Cette jeune femme avait raconté sur Instagram, en plein cœur de la vague de dénonciations d’abus sexuels de l’été 2020, que Yann Perreau--- lui avait touché les fesses ainsi qu’à sa sœur lors d’une prise de photos après un concert.

Son témoignage, ainsi que celui d’une autre victime, avait incité la maison de disques Bonsound à couper les liens avec le chanteur, qui avait publié un message d’excuses--- dans la foulée.

Yann Perreau, qui n’a pas répondu à une demande d’entrevue du Journal, a renouvelé ses excuses, mardi.

Écoutez la chroniqueuse Anaïs Guertin-Lacroix avec Antoine Robitaille sur QUB Radio: 

« Encore une fois aujour-d’hui, aux personnes que j’ai choquées et déçues, mes sincères excuses », écrit-il, en prenant soin de préciser qu’il n’a pas requis l’assistance d’une firme de relations publiques pour rédiger son message.

Il ajoute avoir entrepris un travail d’introspection et souhaite « que la dénonciation publique de [ses] fautes aura marqué suffisamment les esprits pour éviter que d’autres femmes ne doivent subir semblables manques de jugement de la part d’autres hommes, à l’avenir. »

Pas de place pour les victimes

Or, pointent des spécialistes de l’image, Yann Perreau ne s’adresse pas aux femmes à qui il a fait du tort dans sa missive.

« Je ne vois nulle part le mot victime », s’étonne Victor-Henriquez, de l’agence Public SC.

« C’est une lettre bien faite, mais qui n’a pas de place pour les victimes », renchérit le professeur à l’UQAM, Bernard--- Motulsky.

« Pourquoi faire ça maintenant ? poursuit-il.
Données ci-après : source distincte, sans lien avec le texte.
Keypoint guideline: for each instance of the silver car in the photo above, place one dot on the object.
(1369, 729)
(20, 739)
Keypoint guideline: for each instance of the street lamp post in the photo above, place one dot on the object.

Pourquoi ne pas vivre son cheminement en privé, à moins que ce soit une façon de prendre la température de l’eau ? »

Elle n’y croit pas

Nora Villeneuve soutient que Yann Perreau ne l’a pas contactée avant de publier sa lettre et qu’elle ne le désirait pas. « Je n’y aurais pas cru de toute manière », dit-elle.

Son discours rejoint celui de celles qui ont critiqué, il y a quelques semaines, une démarche similaire de l’humoriste Julien Lacroix.

« Les agresseur.es, affirme Mme Villeneuve, oublient trop souvent qu’en partageant de telles lettres, ils remettent les actions du passé dans la face des victimes, encore et encore, jusqu’à ce qu’on les aime à nouveau, même si la victime est fragilisée ou replongée dans ces traumas. Ce n’est pas mon cas avec Perreau, mais je suis loin d’être la seule victime et le geste reste le même. »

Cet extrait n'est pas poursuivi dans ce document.